Meanwhile, there are the nasty words “structural deficit” that remain a factor in regard to any major decisions that the commonwealth pursues for 2021-22 and years beyond.

A major source of disagreement in this year’s state budget exercise is gearing up to be education.

Gov. Tom Wolf and Democratic allies in the House and Senate want more than $1 billion in new aid to public schools, which translates into about a 20% increase. General Assembly Republicans, meanwhile, are advancing a plan focusing more on charter and private schools.

What needs to be emphasized in the schools’ debate is that whatever additional money is allocated to school systems must be geared toward actually enhancing students’ learning, rather than being used for items that are questionable in that regard.

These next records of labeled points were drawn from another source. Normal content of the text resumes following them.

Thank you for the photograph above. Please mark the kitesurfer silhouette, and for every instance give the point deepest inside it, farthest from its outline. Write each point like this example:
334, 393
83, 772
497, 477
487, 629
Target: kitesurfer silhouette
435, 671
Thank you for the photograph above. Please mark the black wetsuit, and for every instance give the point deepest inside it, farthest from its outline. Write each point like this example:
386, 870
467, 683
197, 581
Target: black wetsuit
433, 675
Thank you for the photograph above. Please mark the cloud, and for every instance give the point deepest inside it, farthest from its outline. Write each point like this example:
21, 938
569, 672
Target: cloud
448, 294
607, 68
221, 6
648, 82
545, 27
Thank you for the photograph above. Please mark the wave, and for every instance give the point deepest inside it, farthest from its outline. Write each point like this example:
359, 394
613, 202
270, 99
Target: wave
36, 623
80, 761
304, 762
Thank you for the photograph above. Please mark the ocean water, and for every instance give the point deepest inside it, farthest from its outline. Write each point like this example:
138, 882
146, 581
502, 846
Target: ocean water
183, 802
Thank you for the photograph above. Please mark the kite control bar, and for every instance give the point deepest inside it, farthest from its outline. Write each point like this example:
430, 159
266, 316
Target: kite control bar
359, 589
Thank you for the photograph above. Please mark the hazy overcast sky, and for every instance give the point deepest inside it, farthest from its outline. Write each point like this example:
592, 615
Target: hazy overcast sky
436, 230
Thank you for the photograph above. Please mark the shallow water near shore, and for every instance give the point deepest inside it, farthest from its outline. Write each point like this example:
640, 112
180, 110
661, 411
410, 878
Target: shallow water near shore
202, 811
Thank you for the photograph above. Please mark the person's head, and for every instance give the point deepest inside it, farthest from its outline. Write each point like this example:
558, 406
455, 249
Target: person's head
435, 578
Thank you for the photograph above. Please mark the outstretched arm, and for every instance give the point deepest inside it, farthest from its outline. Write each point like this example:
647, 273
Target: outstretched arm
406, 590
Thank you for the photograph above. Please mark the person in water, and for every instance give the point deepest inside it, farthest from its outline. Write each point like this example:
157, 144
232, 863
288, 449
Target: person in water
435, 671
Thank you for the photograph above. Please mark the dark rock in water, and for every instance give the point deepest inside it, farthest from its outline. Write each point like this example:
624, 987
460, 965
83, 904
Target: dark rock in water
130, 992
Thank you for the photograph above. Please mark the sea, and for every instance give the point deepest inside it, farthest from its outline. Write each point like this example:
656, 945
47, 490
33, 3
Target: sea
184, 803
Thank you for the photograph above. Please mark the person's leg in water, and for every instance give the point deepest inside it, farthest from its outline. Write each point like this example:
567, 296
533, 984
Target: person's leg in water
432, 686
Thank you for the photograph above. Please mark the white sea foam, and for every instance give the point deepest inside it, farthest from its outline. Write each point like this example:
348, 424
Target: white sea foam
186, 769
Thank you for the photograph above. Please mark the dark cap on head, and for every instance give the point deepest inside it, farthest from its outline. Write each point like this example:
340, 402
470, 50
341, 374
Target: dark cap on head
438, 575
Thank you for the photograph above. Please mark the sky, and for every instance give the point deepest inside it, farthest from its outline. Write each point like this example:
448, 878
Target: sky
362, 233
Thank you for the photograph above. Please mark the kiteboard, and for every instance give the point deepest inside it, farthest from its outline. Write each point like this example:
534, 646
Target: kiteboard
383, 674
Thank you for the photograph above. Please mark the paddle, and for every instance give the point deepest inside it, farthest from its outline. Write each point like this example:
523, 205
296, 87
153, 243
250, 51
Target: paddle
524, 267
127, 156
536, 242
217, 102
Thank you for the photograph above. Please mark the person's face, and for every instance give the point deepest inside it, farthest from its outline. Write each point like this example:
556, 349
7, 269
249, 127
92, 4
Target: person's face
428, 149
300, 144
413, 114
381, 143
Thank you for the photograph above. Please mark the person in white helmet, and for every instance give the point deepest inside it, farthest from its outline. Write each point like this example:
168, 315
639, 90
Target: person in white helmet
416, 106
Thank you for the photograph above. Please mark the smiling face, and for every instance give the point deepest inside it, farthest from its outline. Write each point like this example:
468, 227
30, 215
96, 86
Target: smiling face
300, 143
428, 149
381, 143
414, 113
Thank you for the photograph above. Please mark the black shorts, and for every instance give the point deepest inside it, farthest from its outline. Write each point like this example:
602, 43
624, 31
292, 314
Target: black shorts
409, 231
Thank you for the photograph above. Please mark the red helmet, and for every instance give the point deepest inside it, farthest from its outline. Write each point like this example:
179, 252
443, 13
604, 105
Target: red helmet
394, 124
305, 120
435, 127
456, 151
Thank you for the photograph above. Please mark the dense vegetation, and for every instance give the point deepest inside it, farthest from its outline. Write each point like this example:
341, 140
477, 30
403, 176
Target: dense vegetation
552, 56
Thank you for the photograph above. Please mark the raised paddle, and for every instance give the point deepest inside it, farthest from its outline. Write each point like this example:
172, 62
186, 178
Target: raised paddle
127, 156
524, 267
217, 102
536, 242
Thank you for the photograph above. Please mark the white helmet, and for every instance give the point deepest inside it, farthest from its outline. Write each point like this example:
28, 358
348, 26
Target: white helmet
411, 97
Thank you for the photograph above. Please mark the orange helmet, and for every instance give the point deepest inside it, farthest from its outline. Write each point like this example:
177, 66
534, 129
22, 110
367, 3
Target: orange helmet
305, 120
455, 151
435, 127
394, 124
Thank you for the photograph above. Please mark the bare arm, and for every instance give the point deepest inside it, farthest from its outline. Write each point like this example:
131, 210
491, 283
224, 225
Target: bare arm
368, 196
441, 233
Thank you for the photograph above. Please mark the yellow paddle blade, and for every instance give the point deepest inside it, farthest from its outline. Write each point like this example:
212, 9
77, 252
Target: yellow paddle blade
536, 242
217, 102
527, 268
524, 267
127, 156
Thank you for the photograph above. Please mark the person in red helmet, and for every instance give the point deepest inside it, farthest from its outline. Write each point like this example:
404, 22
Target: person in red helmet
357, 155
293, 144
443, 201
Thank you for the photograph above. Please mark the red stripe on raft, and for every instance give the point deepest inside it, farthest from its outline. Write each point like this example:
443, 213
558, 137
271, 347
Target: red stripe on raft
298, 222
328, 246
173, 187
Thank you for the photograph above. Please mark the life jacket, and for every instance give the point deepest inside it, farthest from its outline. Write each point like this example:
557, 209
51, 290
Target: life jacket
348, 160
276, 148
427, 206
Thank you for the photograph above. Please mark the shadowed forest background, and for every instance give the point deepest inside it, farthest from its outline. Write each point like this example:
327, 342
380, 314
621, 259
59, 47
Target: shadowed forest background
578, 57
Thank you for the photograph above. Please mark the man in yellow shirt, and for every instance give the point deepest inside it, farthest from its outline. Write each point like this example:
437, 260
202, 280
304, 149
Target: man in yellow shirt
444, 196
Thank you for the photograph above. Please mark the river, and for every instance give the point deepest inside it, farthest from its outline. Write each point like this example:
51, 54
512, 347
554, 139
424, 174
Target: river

The article said Wolf’s goal is to “ensure Pennsylvania begins using its six-year-old school funding formula in a meaningful way for the first time, without cutting funding to districts that have benefited disproportionately in the past from state aid.”

An aide to the governor said Wolf believes now is the time to move ahead in what he labeled as “this historic priority.”

However, Republican lawmakers are focusing on a plan to take away from local school boards at least some of the power to approve charter schools, at the same time ramping up taxpayer financing of private schools through tax credits and vouchers.

The two radically different proposals are paving the way for interesting debate over the next couple of weeks. What is shaking out is an opportunity for compromise in a way that both sides can get some of what they want.

But there will be plenty of room for other compromise as well. The important question is whether having so much extra money this year will help spawn more budget-making give-and-take than what state residents have witnessed for a long time.